One of the main challenges is deciding where to focus our efforts. There are so many options with digital marketing, you certainly can’t (and don’t need to) do everything. The key is to figure out where your best leads come from, work those channels effectively, and then use data to refine the strategy. Good judgement, creativity, and a little patience are vital ingredients.
Working out which channels will serve you best
There are lots of digital marketing tools you can use to generate leads. You may create content which ranks well on Google, capture your audience through social or email, or you might do some PR outreach to an industry-relevant publication which your target audience reads. Indeed, you might pay for social advertising or bid on Google AdWords.
There are so many options that unless you have a large team and a big budget, you will find it almost impossible to do anything that gains meaningful traction.
In most cases, you can make a sensible guess about how you’re attracting leads, but it always pays to narrow down your options. Try to think beyond where your general audience is and consider where your best audience is. Working on generating high quality, targeted leads from a handful of sources will be more valuable than trying to generate a large volume of less targeted leads from a variety of sources.
You may need to experiment before you begin to focus your efforts. There’s no magic wand you can wave to see immediate results – rather, purposeful experimentation will give you valuable data which can be used to hone your lead generation efforts.
But remember, that whilst being proactive and visible is important, quality will always trump quantity. A great piece of long-form evergreen content on a topic which is really important to your audience can deliver high-quality web traffic for years, whereas you can easily spend hundreds of pounds on AdWords to get the same amount of traffic which is lost as soon as you stop spending. Equally, a well-managed LinkedIn profile is likely to perform better than a scatter-gun approach on every social media platform.
Set goals and measurement criteria
It’s true that the value of some digital marketing activity cannot be easily measured. However, when you’re aiming for high quality leads, you’ll need to set some goals which can be analysed for ROI. The aim, after all, is to find out what resonates most strongly with your audience so you can do more of what works and less of what doesn’t.
There’s nothing more satisfying than purposeful marketing, so it pays to be discerning when it comes to measuring ROI. Using social media or running a PR campaign to drive traffic to your website is all well and good but not all web traffic is good web traffic. Measurement can be further complicated by the fact that in the B2B world a sale can take time and several steps to achieve. Frequently, digital marketing activity will need to generate a lead and then sit behind the telesales or field sales team, with a website, digital assets, and quality content being used to back-up the message of trust to a prospect.
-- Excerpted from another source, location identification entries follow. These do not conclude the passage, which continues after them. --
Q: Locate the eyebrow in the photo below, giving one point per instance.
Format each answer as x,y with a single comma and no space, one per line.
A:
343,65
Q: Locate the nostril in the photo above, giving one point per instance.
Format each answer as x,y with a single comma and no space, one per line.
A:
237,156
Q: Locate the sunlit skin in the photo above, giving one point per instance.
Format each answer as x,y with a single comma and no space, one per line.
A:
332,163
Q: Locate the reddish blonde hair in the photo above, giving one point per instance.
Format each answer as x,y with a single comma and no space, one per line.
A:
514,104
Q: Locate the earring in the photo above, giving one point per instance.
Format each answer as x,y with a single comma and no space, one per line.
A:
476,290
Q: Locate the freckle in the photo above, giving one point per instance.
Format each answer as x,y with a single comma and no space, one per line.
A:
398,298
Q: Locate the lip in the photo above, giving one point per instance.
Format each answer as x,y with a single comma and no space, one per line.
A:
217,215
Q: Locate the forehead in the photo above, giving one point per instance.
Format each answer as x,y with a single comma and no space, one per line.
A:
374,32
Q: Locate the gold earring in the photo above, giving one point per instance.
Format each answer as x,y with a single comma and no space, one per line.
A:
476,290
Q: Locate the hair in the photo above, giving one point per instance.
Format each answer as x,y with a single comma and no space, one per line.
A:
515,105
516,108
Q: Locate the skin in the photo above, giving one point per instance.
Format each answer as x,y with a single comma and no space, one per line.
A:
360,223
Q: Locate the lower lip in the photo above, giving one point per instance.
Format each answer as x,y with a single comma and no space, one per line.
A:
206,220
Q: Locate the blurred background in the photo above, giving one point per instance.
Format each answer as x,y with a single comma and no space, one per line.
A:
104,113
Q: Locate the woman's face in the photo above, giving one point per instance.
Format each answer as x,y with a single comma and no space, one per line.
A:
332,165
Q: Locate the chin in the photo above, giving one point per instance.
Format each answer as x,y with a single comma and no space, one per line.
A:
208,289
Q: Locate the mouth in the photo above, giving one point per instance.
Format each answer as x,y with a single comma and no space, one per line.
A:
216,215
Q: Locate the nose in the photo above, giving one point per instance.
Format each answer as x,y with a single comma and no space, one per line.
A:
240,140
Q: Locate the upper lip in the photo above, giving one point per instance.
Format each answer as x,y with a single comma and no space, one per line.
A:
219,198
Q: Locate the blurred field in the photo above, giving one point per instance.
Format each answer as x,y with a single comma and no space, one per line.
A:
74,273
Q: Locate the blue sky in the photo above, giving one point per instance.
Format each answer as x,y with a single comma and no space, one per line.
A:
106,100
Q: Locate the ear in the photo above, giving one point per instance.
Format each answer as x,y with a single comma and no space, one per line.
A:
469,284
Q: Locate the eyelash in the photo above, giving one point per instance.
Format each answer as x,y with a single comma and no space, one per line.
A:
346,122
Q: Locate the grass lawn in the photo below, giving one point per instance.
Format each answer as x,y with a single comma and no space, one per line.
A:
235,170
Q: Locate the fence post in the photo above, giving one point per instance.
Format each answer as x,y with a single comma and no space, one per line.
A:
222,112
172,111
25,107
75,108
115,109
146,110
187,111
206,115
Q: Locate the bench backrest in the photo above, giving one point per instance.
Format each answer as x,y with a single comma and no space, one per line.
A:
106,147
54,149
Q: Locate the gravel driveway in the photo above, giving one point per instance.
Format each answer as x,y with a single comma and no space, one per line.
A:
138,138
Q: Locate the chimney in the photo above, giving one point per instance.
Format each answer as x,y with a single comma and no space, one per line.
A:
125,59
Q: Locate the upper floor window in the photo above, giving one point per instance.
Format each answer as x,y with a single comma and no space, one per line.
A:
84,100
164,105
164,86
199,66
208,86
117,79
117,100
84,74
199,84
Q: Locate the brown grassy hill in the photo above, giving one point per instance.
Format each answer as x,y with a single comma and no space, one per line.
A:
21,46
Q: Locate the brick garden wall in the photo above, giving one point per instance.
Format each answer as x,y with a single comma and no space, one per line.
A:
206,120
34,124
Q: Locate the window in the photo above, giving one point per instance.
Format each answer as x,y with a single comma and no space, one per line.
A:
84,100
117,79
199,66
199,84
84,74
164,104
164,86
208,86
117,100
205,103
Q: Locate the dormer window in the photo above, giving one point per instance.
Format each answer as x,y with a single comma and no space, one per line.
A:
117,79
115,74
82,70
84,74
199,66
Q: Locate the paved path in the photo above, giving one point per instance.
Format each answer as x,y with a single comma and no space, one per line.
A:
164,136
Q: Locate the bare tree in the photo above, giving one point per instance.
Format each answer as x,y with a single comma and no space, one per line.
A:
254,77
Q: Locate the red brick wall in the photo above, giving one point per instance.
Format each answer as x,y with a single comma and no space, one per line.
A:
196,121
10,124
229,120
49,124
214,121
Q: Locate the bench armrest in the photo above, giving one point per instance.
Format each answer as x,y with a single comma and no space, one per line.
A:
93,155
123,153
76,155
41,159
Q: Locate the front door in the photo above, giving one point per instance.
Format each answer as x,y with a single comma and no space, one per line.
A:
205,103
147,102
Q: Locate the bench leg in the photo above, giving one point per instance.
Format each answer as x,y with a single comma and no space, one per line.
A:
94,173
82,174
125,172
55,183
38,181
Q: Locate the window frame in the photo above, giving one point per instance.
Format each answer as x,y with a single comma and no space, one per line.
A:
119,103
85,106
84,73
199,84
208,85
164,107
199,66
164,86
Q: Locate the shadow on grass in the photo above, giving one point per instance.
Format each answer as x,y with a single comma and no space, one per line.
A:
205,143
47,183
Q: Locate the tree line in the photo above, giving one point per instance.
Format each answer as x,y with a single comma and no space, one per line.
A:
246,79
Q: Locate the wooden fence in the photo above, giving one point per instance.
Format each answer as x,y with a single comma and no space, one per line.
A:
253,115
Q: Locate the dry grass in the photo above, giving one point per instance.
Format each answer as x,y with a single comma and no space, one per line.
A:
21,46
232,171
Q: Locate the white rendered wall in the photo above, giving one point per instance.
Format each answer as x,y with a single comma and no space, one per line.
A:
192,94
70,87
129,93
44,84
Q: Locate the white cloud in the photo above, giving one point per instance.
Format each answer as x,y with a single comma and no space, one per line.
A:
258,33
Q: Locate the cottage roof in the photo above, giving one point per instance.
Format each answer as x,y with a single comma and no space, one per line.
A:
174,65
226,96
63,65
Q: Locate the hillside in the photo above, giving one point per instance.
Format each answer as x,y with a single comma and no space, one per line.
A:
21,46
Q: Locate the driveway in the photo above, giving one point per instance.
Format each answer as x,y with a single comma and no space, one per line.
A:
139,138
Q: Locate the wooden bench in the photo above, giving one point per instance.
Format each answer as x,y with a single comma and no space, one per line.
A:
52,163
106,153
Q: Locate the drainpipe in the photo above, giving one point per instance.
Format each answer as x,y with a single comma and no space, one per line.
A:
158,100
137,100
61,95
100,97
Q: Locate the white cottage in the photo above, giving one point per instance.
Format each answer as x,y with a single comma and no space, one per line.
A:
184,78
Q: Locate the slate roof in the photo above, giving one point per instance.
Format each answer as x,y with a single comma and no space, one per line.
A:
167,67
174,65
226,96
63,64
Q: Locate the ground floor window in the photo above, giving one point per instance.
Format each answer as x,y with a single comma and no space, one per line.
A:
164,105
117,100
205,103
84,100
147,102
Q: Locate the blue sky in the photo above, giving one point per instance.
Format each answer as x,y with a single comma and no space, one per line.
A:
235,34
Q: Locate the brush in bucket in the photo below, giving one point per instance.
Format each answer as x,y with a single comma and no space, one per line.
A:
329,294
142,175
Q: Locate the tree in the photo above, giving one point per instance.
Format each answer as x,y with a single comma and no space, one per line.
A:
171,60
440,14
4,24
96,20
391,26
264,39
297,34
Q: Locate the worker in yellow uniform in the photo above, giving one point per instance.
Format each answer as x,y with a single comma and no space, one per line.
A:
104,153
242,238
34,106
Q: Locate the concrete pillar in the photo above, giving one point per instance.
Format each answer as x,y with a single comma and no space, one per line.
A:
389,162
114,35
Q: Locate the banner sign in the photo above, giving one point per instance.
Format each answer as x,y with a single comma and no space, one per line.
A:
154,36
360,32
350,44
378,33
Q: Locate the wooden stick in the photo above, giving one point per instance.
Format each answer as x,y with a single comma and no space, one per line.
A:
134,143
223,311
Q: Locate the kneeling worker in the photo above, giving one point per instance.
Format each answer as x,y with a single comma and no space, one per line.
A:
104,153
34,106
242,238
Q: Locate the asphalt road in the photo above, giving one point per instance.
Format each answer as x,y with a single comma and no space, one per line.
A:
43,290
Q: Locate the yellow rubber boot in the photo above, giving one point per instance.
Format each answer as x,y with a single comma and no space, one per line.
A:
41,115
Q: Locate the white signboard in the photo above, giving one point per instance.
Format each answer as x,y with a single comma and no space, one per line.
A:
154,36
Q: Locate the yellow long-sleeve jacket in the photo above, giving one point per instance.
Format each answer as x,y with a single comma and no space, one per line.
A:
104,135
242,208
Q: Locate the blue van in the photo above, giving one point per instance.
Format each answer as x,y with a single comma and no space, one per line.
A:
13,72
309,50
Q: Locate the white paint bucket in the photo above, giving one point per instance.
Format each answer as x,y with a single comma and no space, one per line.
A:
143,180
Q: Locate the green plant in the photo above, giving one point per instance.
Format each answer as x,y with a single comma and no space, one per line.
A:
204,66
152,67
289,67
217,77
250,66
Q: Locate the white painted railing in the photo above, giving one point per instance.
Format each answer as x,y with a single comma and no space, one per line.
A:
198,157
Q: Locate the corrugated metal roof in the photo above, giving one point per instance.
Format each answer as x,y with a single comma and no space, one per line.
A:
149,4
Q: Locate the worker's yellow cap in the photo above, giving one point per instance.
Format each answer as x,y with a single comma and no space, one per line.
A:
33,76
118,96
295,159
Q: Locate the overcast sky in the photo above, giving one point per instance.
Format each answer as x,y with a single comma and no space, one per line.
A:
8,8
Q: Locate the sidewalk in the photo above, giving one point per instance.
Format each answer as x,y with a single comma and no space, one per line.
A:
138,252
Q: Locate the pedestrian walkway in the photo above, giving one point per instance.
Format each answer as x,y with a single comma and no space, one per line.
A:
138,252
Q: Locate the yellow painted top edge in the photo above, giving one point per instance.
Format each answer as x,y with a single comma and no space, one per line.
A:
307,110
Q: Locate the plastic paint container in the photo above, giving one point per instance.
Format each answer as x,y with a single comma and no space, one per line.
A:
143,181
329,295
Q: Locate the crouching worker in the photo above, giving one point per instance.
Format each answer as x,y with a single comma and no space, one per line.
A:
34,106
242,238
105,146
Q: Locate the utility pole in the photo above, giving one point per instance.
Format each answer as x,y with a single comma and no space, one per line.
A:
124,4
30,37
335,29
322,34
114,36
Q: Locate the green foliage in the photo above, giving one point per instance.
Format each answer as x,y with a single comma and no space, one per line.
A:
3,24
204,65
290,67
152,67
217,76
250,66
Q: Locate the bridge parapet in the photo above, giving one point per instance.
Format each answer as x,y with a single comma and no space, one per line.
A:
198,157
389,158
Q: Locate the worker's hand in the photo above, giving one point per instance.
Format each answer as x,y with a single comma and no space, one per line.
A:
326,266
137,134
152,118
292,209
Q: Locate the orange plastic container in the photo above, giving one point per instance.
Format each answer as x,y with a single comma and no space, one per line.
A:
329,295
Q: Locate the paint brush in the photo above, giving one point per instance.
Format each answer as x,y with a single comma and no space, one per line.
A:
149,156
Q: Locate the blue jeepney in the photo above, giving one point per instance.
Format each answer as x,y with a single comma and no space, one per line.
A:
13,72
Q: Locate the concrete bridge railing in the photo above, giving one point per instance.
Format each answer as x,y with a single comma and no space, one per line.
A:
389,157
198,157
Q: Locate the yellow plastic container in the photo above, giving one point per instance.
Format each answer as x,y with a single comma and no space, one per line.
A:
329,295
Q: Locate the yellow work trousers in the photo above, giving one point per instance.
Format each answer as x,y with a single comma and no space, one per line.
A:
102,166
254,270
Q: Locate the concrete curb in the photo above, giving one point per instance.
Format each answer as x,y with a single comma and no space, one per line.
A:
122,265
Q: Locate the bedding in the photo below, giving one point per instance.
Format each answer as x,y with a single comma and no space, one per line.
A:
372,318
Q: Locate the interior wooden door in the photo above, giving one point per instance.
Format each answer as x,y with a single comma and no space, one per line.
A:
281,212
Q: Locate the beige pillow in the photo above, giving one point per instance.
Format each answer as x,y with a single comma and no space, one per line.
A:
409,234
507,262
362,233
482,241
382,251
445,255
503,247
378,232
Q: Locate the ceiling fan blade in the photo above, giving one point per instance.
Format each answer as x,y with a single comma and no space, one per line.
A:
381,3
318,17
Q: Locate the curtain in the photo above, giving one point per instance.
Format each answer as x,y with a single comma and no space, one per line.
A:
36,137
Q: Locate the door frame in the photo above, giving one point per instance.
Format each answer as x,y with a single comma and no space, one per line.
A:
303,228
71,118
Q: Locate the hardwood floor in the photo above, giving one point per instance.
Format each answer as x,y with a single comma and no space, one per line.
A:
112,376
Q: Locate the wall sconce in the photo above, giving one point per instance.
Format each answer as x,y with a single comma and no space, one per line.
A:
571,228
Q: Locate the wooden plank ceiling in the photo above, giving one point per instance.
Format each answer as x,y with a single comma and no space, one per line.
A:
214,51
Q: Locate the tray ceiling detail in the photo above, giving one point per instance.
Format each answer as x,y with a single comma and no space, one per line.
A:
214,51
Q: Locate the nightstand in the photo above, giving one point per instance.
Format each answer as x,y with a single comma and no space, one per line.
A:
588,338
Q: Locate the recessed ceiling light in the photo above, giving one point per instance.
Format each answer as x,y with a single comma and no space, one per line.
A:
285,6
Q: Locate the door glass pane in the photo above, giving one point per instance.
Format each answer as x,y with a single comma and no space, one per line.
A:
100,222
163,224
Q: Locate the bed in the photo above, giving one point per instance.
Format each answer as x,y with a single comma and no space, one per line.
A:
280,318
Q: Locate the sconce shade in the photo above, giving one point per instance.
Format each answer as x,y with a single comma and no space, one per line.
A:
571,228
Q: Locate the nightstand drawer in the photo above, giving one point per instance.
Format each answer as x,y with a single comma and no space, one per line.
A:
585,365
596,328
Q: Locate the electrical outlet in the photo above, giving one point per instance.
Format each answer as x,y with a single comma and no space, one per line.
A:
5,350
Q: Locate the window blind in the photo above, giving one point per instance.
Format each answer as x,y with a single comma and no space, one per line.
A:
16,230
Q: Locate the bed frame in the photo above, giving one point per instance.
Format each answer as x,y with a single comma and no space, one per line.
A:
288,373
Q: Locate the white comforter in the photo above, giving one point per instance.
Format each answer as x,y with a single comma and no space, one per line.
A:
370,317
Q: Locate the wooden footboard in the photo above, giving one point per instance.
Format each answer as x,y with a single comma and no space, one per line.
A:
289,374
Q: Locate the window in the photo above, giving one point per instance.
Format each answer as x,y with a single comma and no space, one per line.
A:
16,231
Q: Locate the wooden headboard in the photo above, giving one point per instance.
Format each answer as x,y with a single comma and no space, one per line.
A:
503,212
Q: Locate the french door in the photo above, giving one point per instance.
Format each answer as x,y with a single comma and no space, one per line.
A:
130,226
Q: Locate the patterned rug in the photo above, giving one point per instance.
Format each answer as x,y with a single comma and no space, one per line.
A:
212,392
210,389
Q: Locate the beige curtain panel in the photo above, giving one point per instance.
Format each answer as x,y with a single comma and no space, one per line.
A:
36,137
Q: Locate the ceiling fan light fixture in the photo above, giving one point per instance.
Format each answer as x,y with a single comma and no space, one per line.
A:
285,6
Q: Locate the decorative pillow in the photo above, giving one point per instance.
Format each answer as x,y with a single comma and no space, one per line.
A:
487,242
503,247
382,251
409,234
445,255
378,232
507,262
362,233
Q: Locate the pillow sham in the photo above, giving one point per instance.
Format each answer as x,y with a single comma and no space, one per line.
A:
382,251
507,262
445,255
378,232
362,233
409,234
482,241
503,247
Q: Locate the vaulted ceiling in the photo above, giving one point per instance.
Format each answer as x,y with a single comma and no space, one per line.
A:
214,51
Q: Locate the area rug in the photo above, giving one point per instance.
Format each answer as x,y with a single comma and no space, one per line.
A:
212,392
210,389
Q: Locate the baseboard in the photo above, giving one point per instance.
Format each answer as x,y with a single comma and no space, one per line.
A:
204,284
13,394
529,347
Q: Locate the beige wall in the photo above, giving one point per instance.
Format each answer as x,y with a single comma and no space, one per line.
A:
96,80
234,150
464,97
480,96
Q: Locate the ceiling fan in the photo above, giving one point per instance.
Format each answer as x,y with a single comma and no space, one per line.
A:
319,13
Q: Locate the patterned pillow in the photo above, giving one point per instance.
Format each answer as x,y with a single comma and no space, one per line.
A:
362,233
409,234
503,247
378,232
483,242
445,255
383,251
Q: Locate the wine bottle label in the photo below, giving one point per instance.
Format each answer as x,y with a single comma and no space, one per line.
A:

Because people are an expensive resource, at Goldcrest we’re well aware of the need to nurture quality over quantity as far as we can. This means we have to be targeted in our marketing output to reach the people who can be best served by our clients. And we have to ensure there’s a smooth transition from digital marketing channels to the sales team to nurture leads and pass them through efficiently with the appropriate marketing support.
Use your data to refine your strategy
The final piece of the jigsaw is to use data to continuously increase the impact of your marketing. This involves gathering data over a period of time and identifying the tactics which deliver the best leads – those which convert the quickest and/or are of the highest value. Over a relatively short period, it will be possible to gather enough data to glean reliable insights.
Knowledge is power.
For example, what drives web traffic but not conversions? Which landing pages generate the most interest? Which forms or call to action buttons generate the most enquiries? Which topics see the highest open rates on your email campaigns? What sort of social media posts get the most engagement? What keywords are most valuable?
Taking time to analyse what your data is telling you will mean you can refine the strategy and focus your efforts on doing the mix of activity that delivers the best return. You should be able to assess the cost of your digital marketing efforts against the cost of generating and converting a lead.
There are, of course, lots of hard-to-measure benefits from digital marketing. Increased brand awareness and an authoritative market position are just two of the less tangible results of an effective strategy (though these goals should also generate leads, time and repetition come into play). However, thinking about your goals and using data to identify what works best means you can be much more effective. And that, above anything, is what every business needs in return for its marketing investment.